Seniors — those 65 and older — are advised to get approximately seven to nine hours of sleep every night. This is the same recommendation for younger adults, too. However, some older adults tend to go to bed earlier and wake up earlier than their younger counterparts. This means that some seniors don’t get the suggested seven to nine hours of sleep, while others exceed it.
There can be many reasons for older adults’ extended or unusually long sleep patterns. Fatigue is more than just occasional sleepiness — it’s a long experience of long-term exhaustion, and its causes are both physical and mental.
Some causes of fatigue in seniors might be:
Mental Health Challenges
Seniors can experience depression for many reasons — illness, lack of independence, loss of loved ones or loneliness — to name a few. Depression can take a mental and physical toll, and one of the common results is exhaustion.
Dementia can affect a person’s sleep patterns differently as the illness advances. In the mild to moderate stages, people may experience lethargy due to the deterioration of a type of neuron that helps us to stay awake.
In the late (or severe) stages, those with dementia may sleep for extended periods as the damage to a person’s brain becomes more severe, causing them to feel physically drained and much weaker.
If a family member or a friend has been diagnosed with dementia, it’s a good idea to seek help for your loved ones in the early stage of their diagnosis. A quality home healthcare provider like Integracare Home Care will provide compassionate, specialized care in a comforting and familiar space. Furthermore, regular visits from a healthcare professional can help buoy a senior’s spirits, which may help alleviate feelings of loneliness and depression.
A diet low in iron, B12, copper and folate can result in a low red-blood-cell count, which leads to anemia. In addition to fatigue, anemia may also cause pale skin and dizziness.

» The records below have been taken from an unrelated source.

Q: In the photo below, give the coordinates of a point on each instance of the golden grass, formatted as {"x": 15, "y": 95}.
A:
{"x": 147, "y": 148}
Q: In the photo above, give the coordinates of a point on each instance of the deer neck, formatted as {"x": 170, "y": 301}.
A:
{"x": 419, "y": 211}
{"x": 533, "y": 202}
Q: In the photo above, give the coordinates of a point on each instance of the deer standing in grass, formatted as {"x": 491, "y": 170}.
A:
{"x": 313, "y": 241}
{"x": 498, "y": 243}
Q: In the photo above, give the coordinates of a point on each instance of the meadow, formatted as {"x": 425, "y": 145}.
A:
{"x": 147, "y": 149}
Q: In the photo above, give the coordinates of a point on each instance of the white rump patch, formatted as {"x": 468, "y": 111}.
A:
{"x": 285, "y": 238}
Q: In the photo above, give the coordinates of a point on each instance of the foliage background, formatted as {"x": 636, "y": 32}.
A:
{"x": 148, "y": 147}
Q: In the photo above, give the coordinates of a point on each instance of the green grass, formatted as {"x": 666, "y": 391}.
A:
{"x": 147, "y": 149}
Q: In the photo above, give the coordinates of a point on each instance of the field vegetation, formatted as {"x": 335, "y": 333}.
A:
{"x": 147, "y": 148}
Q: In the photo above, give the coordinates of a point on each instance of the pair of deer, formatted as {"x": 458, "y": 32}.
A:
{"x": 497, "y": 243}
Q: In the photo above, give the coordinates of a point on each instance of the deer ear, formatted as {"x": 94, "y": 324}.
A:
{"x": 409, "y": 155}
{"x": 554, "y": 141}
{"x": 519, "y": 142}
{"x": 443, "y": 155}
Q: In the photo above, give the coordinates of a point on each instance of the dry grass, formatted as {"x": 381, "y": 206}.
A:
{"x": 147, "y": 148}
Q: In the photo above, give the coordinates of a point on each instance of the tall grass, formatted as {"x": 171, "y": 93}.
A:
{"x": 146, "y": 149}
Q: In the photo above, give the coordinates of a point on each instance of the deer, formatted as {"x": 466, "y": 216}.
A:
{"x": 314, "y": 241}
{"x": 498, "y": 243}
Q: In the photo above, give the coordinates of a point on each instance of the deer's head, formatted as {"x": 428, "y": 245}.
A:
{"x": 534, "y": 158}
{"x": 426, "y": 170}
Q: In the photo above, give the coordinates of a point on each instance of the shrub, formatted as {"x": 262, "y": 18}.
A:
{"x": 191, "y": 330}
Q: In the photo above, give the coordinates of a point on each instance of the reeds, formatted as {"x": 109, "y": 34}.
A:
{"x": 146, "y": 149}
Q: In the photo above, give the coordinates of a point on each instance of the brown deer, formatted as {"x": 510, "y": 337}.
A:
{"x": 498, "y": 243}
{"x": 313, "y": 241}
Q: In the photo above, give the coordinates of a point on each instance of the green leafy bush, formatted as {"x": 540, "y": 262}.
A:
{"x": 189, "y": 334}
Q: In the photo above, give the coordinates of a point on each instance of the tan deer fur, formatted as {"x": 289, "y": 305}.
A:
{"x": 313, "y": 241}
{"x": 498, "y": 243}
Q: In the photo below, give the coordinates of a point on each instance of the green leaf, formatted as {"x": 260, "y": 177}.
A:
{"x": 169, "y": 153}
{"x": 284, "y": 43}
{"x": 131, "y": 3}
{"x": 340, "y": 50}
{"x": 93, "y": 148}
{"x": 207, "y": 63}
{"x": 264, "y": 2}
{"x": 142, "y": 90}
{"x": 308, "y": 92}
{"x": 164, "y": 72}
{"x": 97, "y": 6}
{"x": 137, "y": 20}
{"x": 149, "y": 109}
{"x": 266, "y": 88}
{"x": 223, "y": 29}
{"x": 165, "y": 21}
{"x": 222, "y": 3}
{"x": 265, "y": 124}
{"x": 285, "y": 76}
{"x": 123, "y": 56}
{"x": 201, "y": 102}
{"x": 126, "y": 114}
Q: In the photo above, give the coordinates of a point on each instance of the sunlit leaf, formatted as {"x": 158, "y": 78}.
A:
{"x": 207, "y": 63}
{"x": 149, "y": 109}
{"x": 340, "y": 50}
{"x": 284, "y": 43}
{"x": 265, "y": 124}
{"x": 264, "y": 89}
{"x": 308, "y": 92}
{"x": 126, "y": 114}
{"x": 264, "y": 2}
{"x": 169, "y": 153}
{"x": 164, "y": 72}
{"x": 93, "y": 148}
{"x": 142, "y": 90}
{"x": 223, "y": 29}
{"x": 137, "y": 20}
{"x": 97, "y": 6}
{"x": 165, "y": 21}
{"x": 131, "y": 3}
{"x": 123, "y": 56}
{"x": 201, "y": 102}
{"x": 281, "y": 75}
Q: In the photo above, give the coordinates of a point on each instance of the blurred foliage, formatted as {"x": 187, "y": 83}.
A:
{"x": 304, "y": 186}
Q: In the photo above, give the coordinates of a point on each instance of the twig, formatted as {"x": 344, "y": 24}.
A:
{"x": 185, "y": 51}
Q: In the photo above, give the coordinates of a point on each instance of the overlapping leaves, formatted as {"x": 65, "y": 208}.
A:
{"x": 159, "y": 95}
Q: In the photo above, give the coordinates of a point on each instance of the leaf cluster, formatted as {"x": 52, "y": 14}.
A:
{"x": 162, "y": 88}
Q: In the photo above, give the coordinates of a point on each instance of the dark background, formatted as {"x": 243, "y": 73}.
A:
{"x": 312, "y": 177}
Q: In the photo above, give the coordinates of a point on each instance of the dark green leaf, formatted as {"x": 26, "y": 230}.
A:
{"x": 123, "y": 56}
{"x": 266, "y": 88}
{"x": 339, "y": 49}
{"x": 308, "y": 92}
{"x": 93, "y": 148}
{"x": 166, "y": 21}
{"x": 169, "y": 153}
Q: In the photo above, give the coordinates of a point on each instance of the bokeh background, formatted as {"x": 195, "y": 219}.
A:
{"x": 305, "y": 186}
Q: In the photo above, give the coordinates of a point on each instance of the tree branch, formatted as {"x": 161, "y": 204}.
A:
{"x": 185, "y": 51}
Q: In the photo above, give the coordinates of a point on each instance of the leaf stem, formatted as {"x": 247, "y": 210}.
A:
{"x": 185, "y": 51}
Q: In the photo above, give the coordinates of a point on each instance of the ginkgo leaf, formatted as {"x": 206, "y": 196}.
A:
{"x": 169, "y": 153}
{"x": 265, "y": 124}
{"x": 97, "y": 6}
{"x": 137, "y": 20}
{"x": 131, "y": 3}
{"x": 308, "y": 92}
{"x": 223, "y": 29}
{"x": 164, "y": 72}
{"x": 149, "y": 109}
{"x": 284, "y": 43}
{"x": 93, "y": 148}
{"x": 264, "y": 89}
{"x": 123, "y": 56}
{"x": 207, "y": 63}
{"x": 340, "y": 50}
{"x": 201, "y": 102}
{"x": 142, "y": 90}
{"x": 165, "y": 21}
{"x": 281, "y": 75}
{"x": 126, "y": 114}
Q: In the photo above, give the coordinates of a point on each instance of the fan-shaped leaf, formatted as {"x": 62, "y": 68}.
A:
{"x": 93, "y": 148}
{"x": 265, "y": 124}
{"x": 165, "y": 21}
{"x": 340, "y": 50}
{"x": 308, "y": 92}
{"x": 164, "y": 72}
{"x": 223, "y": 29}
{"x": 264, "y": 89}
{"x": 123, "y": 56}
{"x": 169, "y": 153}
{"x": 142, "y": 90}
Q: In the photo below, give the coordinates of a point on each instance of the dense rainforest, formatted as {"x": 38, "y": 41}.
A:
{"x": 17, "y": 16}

Seniors with Crohn’s and other intestinal issues may be more at risk of developing anemia.
If someone has received an anemia diagnosis, in addition to any prescribed medications, they should consume a nutrient-rich diet to balance out deficiencies.
Seniors are more exposed to the potential of chronic pain as the body ages — it has, after all, been exposed to physical wear and tear for a longer period. Causes of chronic pain can stem from musculoskeletal conditions (like arthritis), nerve pains resulting from surgery, cancers or shingles and chronic diseases(like renal disease), and pulmonary obstructions.
The body may be overexerting itself in response to coping with chronic issues, tiring itself out as it tries to manage the pain or inflammation. Coping with pain may also lead to emotional and mental exhaustion.
Infection and Disease
Infections like Urinary Tract Infections (UTIs) and heart disease could cause fatigue in seniors as their bodies work hard to battle and overcome these issues. While other tell-tale signs of illness will have presented themselves before fatigue sets in, for some seniors, these indicators may be dismissed or put down to something else.
If a loved one has been living with fatigue for some time, seeking assistance is essential. Left untreated, fatigue can take a tremendous physical, emotional, and mental toll. Further, fatigue may be a result of an untreated medical condition, including chronic fatigue syndrome or another underlying issue.